Féérie de Noël à la jardinerie

BASSES-LAURENTIDES — Les couronnes enguirlandées, les poinsettias décorés de paillettes et les peluches de toutes sortes ornent les étagères; les lutins suspendus, les sapins décorés et la lumière tamisée créent une douce ambiance dans la boutique du Centre Jardin Barbe, à Saint-Eustache. C’est Noël et c’est féérique.

« Ça demande énormément de travail, mais ça en vaut la peine », explique le directeur du Centre Jardin Barbe, François Carrière. Même son de cloche chez Hélène Dion, propriétaire de Jardin Dion à Sainte-Thérèse. Les jardineries ouvertes à l’année préparent cet événement depuis la mi-août et pourtant, période des Fêtes ne rime pas forcément avec bénéfices faramineux. Les recettes ne représentent qu’environ 10 % de leur chiffre d’affaires. Alors, pourquoi se donner autant de mal? « C’est pour nos employés qu’on le fait », indique M. Carrière.

Rétention

Le Centre Jardin Barbe a décidé de se lancer dans l’aventure il y a quatre ans. Les propriétaires caressaient l’idée d’ouvrir une boutique de Noël, et le resserrement de la Loi sur l’assurance-emploi subi sous le gouvernement Harper a tôt fait de mettre le projet en branle. « Quand nous n’étions ouverts que l’été, nos employés ne cumulaient pas assez d’heures de travail pour être éligibles au chômage, explique M. Carrière. C’est le choix qu’on a fait pour les garder. »

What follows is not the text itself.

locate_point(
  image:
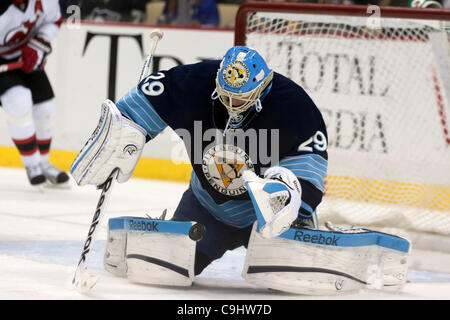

La boutique de Noël de Mme Dion existe depuis une trentaine d’années. « À partir des mois de juillet et août, les heures travaillées commencent à diminuer. Si on n’avait pas la boutique de Noël, la moitié des employés serait au chômage en septembre », explique-t-elle. D’ailleurs, grâce à la boutique, le taux de roulement des employés reste faible tout au long de l’année. La propriétaire mobilise plus de la moitié de son personnel pour l’atelier de Noël, où la confection de décorations occupe la majeure partie des journées. Depuis quelques années, « on concentre nos efforts sur les décorations artificielles plutôt que naturelles », déclare M. Carrière.

Un symbole qui s’essouffle

L’emblème horticole de Noël est de moins en moins populaire dans les jardineries. « On ne vend presque plus de poinsettias naturels », affirme M. Carrière. Les producteurs-fournisseurs préfèrent approvisionner les grandes surfaces, selon Hervé Barjol, des Serres Sainte-Anne. « Dans les chaînes d’alimentation, il se vend trois ou quatre fois plus de poinsettias que dans les jardineries. C’est fou, ça fait partie des fruits et des légumes pour le consommateur. » Il dit d’ailleurs que la saison en a été une « bonne ».